Esos momentos, esos pasajes cuidadosamente escogidos, que coquetean con lo documental, sumados a las instancias judiciales, van configurando una mirada sobre lo sistémico, sobre las instituciones y tradiciones que sobrevuelan a los personajes -que son en verdad personas, individuos, ciudadanos de un país-, influenciándolos de formas a veces sutiles e inesperadas, y otras obvias y explícitas. Todo juega un rol, dentro y fuera de la Corte: la vestimenta, el idioma, el nivel cultural, las preferencias ideológicas, el pasado y el presente de los personajes. En esa visión, la puesta en escena de La acusación reflexiona constantemente sobre su dispositivo cinematográfico, el recorte que se establece a través del encuadre y cómo esa serie de elecciones estéticas sobre lo espacial y temporal implican también la construcción de un espectador, que a su vez también hace su propio recorte, su propia serie de elecciones sobre lo que mira y la forma en que mira. El film dice, plano a plano, que lo social e institucional no es un algo inocente, que tiene una construcción previa, y que a su vez esa estructuración se modifica por la mirada del arte, que siempre necesita de un espectador que aporte su propia posición al mirar.

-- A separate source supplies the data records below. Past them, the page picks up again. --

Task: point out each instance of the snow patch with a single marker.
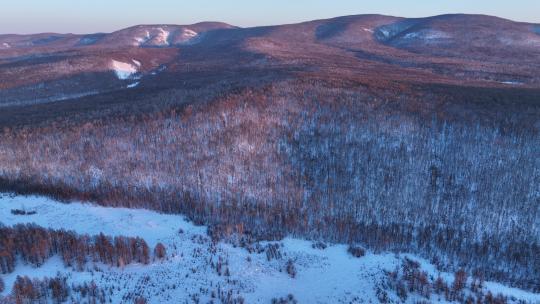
(511, 82)
(123, 70)
(133, 85)
(426, 35)
(142, 40)
(162, 37)
(323, 276)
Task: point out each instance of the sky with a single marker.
(89, 16)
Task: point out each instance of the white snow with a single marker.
(141, 40)
(323, 276)
(426, 35)
(187, 33)
(512, 82)
(162, 38)
(123, 70)
(132, 85)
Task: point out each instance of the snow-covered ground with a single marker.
(328, 275)
(123, 70)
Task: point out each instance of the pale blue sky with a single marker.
(85, 16)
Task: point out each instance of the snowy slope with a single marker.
(323, 276)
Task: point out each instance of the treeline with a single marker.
(34, 245)
(54, 290)
(455, 181)
(409, 280)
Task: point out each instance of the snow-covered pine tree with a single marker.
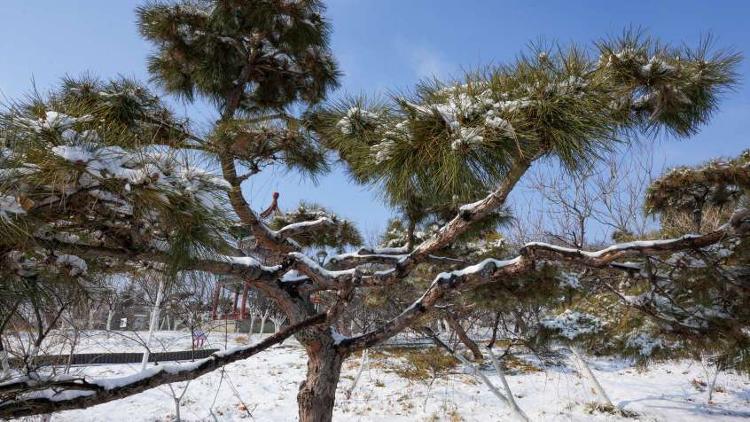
(115, 163)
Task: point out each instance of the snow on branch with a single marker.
(33, 397)
(293, 229)
(491, 270)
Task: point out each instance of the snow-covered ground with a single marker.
(265, 387)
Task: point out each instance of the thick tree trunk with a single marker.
(317, 394)
(463, 337)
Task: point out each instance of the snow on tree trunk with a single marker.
(504, 381)
(317, 394)
(4, 362)
(362, 366)
(263, 319)
(152, 324)
(252, 324)
(712, 385)
(90, 322)
(110, 315)
(590, 375)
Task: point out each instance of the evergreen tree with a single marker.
(102, 177)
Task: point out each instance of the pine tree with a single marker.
(100, 177)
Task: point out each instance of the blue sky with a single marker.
(384, 45)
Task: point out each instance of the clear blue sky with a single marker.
(384, 45)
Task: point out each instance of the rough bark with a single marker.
(317, 393)
(463, 336)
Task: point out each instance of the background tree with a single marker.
(257, 61)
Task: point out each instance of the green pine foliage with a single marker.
(276, 51)
(448, 143)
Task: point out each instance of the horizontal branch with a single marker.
(243, 266)
(295, 229)
(39, 397)
(492, 270)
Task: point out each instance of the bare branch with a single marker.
(34, 397)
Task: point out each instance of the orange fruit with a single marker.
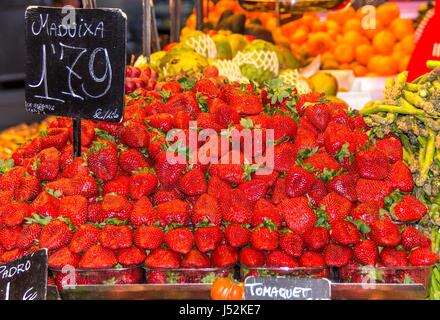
(407, 43)
(384, 41)
(354, 38)
(387, 12)
(344, 53)
(352, 24)
(401, 28)
(371, 33)
(364, 53)
(360, 70)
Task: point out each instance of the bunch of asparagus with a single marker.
(411, 110)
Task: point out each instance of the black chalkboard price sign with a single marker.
(25, 278)
(75, 62)
(280, 288)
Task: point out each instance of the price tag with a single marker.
(75, 62)
(25, 278)
(278, 288)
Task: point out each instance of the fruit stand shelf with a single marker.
(340, 291)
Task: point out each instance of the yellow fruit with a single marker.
(384, 41)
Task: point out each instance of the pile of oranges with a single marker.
(371, 43)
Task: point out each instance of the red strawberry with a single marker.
(392, 257)
(321, 161)
(372, 164)
(319, 115)
(208, 238)
(13, 214)
(366, 252)
(224, 256)
(372, 190)
(63, 257)
(254, 189)
(344, 232)
(74, 208)
(344, 185)
(195, 259)
(422, 257)
(263, 210)
(55, 235)
(367, 212)
(97, 257)
(29, 188)
(409, 208)
(163, 259)
(298, 181)
(143, 213)
(131, 256)
(132, 160)
(292, 243)
(118, 185)
(311, 259)
(236, 235)
(391, 147)
(400, 177)
(279, 259)
(116, 237)
(9, 237)
(251, 258)
(28, 236)
(385, 233)
(265, 236)
(179, 240)
(174, 211)
(316, 238)
(142, 183)
(412, 238)
(102, 160)
(193, 182)
(337, 207)
(336, 255)
(134, 134)
(148, 237)
(116, 206)
(206, 207)
(83, 238)
(297, 214)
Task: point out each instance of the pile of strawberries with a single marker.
(332, 199)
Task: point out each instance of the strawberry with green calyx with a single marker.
(206, 207)
(131, 256)
(179, 239)
(366, 252)
(291, 243)
(148, 237)
(196, 259)
(265, 236)
(297, 214)
(142, 183)
(161, 258)
(102, 159)
(84, 237)
(412, 238)
(56, 234)
(63, 257)
(251, 257)
(316, 238)
(116, 237)
(143, 213)
(237, 235)
(224, 256)
(98, 257)
(279, 259)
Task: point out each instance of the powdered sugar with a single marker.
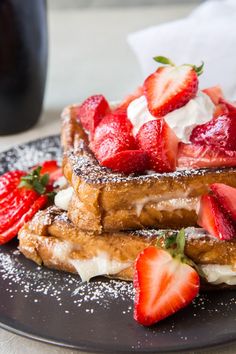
(27, 155)
(44, 282)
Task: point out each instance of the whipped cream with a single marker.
(63, 198)
(197, 111)
(218, 274)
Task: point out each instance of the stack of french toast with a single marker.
(119, 201)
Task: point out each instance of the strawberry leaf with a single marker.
(197, 69)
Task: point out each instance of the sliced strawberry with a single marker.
(18, 206)
(130, 161)
(215, 93)
(170, 88)
(10, 233)
(220, 110)
(159, 141)
(92, 110)
(199, 156)
(220, 132)
(230, 106)
(53, 169)
(113, 135)
(125, 103)
(49, 167)
(226, 196)
(163, 285)
(9, 181)
(214, 219)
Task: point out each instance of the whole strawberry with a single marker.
(171, 86)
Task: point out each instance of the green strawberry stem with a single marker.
(166, 61)
(175, 245)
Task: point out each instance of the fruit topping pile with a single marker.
(165, 280)
(149, 141)
(22, 194)
(217, 212)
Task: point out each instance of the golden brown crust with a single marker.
(107, 201)
(37, 243)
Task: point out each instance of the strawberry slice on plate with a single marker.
(159, 141)
(226, 196)
(9, 181)
(22, 195)
(129, 161)
(213, 218)
(92, 110)
(199, 156)
(170, 87)
(163, 283)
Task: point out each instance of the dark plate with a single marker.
(57, 308)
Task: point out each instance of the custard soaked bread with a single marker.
(50, 238)
(106, 201)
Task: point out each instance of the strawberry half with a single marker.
(10, 233)
(22, 195)
(159, 141)
(163, 285)
(220, 132)
(9, 181)
(112, 135)
(199, 156)
(129, 161)
(214, 219)
(226, 196)
(170, 87)
(92, 110)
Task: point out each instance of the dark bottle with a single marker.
(23, 63)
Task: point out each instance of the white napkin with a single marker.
(208, 34)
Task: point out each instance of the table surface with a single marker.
(88, 54)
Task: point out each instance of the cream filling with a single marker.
(63, 198)
(101, 264)
(98, 265)
(187, 203)
(219, 274)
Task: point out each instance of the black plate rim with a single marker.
(218, 343)
(108, 350)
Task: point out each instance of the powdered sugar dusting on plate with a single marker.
(41, 281)
(27, 155)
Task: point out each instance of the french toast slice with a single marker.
(50, 238)
(107, 201)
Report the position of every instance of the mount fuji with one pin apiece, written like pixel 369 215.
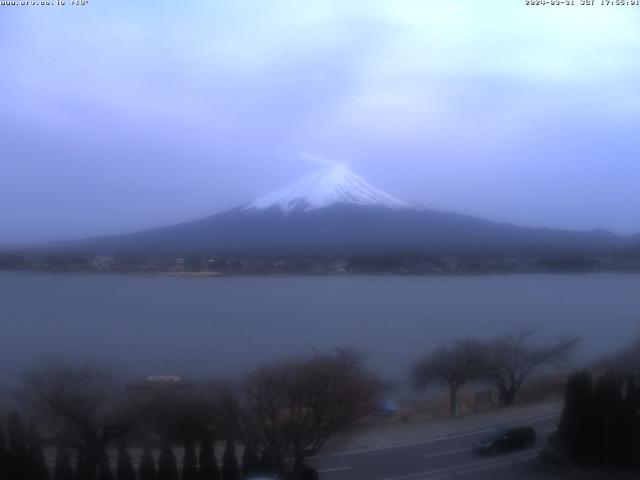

El problema de La acusación es que en muchos aspectos es más un film teórico que práctico. Es decir, cuesta en muchos pasajes conectarse con el drama, con lo humano del asunto, como si ese distanciamiento permitiera rasgos de inteligencia pero no de verdadera e impactante sensibilidad. En cierta forma, lo que uno contempla es un resumen de lo tratado por Michel Foucault en Las palabras y las cosas, y especialmente Vigilar y castigar, puesto en imágenes y movimiento. Y el cuestionamiento que se puede hacer es similar al realizado a Foucault: esa lucidez un tanto despiadada del autor que terminaba decantando en una frialdad que no le permitía al lector tomar cabal conocimiento y percepción de lo terrible del sistema descripto, aparece también en el film de Chaitanya Tamhane. Podemos intuir estructuras burocráticas y legales que conciben al individuo como un mero obstáculo o una explicación para determinados conflictos, privilegiando el castigo y la vigilancia en función de sostener un estatus quo determinado, y cómo todo ese entramado está pasmosamente naturalizado por las personas (lo cual se enlaza con lo que vivimos en la sociedad argentina), pero se debe poner demasiado como espectador, aportando tanto el significante como el significado.
Paradójicamente, La acusación transita un camino que lo convierte en un film repleto de significados y al mismo tiempo en un envase vacío destinado a ser completado por el público. De tan abierto que es, termina siendo cerrado sobre sí mismo, sin sacudir a quien lo mira de la forma que lo podía hacer Crimson gold, aquel film de Jafar Panahi de 2003 que se apoyaba con todas sus fuerzas sobre el género policial para pensar cuestiones similares referidas a un sistema que necesita de la opresión y la marginalidad para sostener sus propios cimientos. En eso, representa los dilemas, potencialidades y límites del cine BAFICI que, de tan lúcido que es, en ocasiones sólo puede dialogar consigo mismo.